Для того чтобы продолжать любить человека, современному художнику нужны прочные точки опоры.
Когда мы говорим о научно-технической революции развитого социалистического общества, о высокомеханизированной цивилизации XX века, мы, конечно же, думаем о науке как об импульсе прогресса, как о рычаге, поворачивающем индивида не к миру вещей, его поглощающих, а к духовному богатству для всех.

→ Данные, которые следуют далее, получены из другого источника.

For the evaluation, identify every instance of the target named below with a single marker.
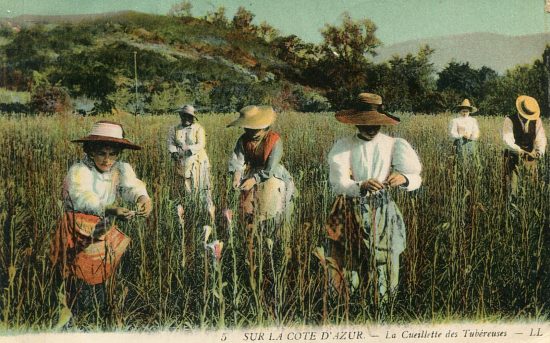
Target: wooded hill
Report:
(221, 64)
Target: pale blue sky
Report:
(397, 20)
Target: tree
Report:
(217, 17)
(344, 62)
(181, 9)
(406, 83)
(267, 32)
(459, 80)
(242, 20)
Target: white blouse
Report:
(464, 125)
(508, 136)
(353, 160)
(87, 190)
(191, 138)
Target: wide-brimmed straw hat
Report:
(366, 112)
(466, 105)
(186, 109)
(528, 107)
(255, 117)
(108, 132)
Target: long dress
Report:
(272, 195)
(192, 163)
(352, 161)
(86, 243)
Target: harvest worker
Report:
(266, 192)
(525, 140)
(266, 187)
(87, 245)
(464, 129)
(363, 169)
(187, 146)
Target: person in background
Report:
(464, 130)
(266, 187)
(524, 139)
(87, 245)
(364, 167)
(187, 147)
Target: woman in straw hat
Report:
(464, 129)
(525, 139)
(87, 246)
(363, 169)
(265, 184)
(187, 146)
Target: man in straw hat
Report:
(187, 147)
(266, 187)
(525, 140)
(363, 168)
(265, 184)
(464, 129)
(87, 245)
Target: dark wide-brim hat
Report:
(186, 110)
(466, 105)
(365, 111)
(255, 117)
(108, 132)
(528, 107)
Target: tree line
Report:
(221, 64)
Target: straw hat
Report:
(528, 107)
(365, 112)
(255, 117)
(108, 132)
(186, 109)
(466, 105)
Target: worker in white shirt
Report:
(464, 130)
(525, 140)
(87, 244)
(187, 147)
(365, 167)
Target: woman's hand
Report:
(144, 206)
(396, 179)
(120, 212)
(371, 185)
(236, 180)
(248, 184)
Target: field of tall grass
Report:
(472, 252)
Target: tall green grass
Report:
(471, 253)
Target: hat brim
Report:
(254, 123)
(180, 112)
(472, 109)
(357, 117)
(123, 143)
(525, 115)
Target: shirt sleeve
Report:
(508, 135)
(406, 162)
(540, 138)
(273, 160)
(475, 130)
(131, 188)
(236, 162)
(201, 141)
(339, 159)
(78, 193)
(453, 129)
(171, 142)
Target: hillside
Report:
(499, 52)
(145, 63)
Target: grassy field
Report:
(471, 254)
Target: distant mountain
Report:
(29, 19)
(499, 52)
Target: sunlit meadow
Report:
(473, 253)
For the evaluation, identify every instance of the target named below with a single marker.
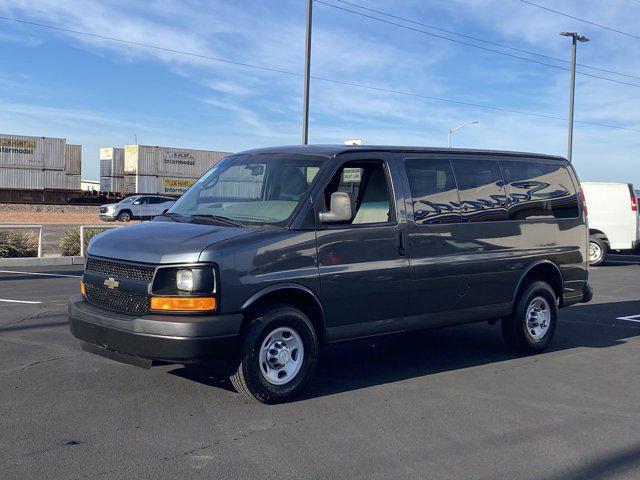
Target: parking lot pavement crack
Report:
(31, 317)
(33, 364)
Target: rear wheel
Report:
(531, 326)
(598, 249)
(281, 355)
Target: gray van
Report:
(276, 252)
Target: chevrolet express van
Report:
(276, 252)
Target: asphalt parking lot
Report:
(446, 404)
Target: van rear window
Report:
(539, 190)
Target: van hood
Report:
(161, 242)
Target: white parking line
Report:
(31, 302)
(40, 274)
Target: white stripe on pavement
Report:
(19, 301)
(39, 274)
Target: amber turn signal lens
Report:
(183, 304)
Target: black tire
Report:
(517, 330)
(125, 216)
(250, 380)
(600, 246)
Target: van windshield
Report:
(251, 189)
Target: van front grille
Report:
(120, 269)
(117, 300)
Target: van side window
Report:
(433, 191)
(481, 189)
(539, 190)
(367, 185)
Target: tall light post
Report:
(307, 77)
(470, 122)
(576, 38)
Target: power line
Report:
(495, 44)
(406, 27)
(581, 20)
(322, 79)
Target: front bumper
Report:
(165, 338)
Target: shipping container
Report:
(20, 151)
(167, 161)
(73, 182)
(151, 184)
(73, 159)
(174, 186)
(112, 184)
(55, 179)
(21, 178)
(54, 151)
(111, 162)
(140, 184)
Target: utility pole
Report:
(307, 76)
(576, 38)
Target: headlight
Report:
(184, 280)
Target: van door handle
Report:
(402, 250)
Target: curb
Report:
(41, 262)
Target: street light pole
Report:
(307, 76)
(575, 39)
(470, 122)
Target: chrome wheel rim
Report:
(538, 318)
(595, 252)
(281, 355)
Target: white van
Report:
(613, 218)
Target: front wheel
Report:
(280, 356)
(531, 326)
(597, 251)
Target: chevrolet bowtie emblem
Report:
(111, 283)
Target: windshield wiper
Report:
(220, 219)
(172, 215)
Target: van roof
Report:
(333, 150)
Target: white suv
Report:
(139, 206)
(613, 218)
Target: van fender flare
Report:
(271, 289)
(281, 286)
(531, 267)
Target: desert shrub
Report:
(18, 244)
(69, 243)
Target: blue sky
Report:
(101, 93)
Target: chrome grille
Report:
(119, 269)
(117, 300)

Подчиняясь нравственным законам, человек должен осознать, что век электроники и кибернетики, господство машин – это не самоцель, не прогресс ради прогресса, а ступень исторической судьбы человечества, рубеж познания, через который ему суждено пройти.
Люди готовы обвинять технику, забывая о том, что техника подчинена людям, действительным виновникам убийства и самих себя. И здесь возникают проблемы социальные.
Теоретики постиндустриального общества утверждают, что научно-технический прогресс отменит идеологию, заменив ее наукой, то есть тезис «деидеологизации» отрицает социальное преобразование современной капиталистической структуры. Все эти антимарксистские теории напоминают многолетние и многошумные дискуссии о моноромане и центробежной и центростремительной прозе, об антиромане и романе-репортаже, о романе-информации и романе экзистенциалистском – во всех пен-клубовских диспутах недоставало «жизни как она есть» и не хватало надежды.
Оптимизм? Вера в добро? Вера в человека? Но оправдан ли эпохой этот оптимизм? Девятнадцатый век был временем критического реализма. Не заслуживает ли критики наш индустриальный век?
В советской литературе нет всемирного пессимизма, нет черного юмора, балаганного святотатства, ибо искусство наше подчинено этическому началу, где герой, как правило, делает выбор не ради эгоцентрического «я».
Советской литературе не присущи морализаторство и роль исправителя рода человеческого, на что претендовала Библия – эта самая известная книга мира, набор мифов, законоустановлений и советов, догматическое руководство к действию, нередко поражающее бесцеремонной непререкаемой властностью.
Завтрашний век, что уже не за семью печатями, признает и укрепит нашу литературу как «доктрину добра» – она пытается сказать о революционной эпохе на земле, о человеке этой эпохи, сказать не нечто, не что-то, а сказать все.
В поисках истины мы не были пленниками идеалистического иррационализма, разочаровывались в человеке и не были приверженцами асоциальных направлений.
Слово родилось прежде философии, политики, социологии и всех научных систем; слово родило идеи человечности, без которых искусство и литература, вырождаясь, превращаются в зеркало жалкого развлечения, отражая бытовые случаи на житейских перекрестках.
Шедевр в прозе появляется на свет, когда диктатура идей родственно соединяется с диктатурой образа.
О любой литературе не следует судить по ее среднему уровню, как судят об обществе социологи. То, что писал Толстой, по сравнению с латинской литературой иному интеллектуалу западного толка мнится тривиальным, но стоит ли спорить против «авангардизма наоборот»?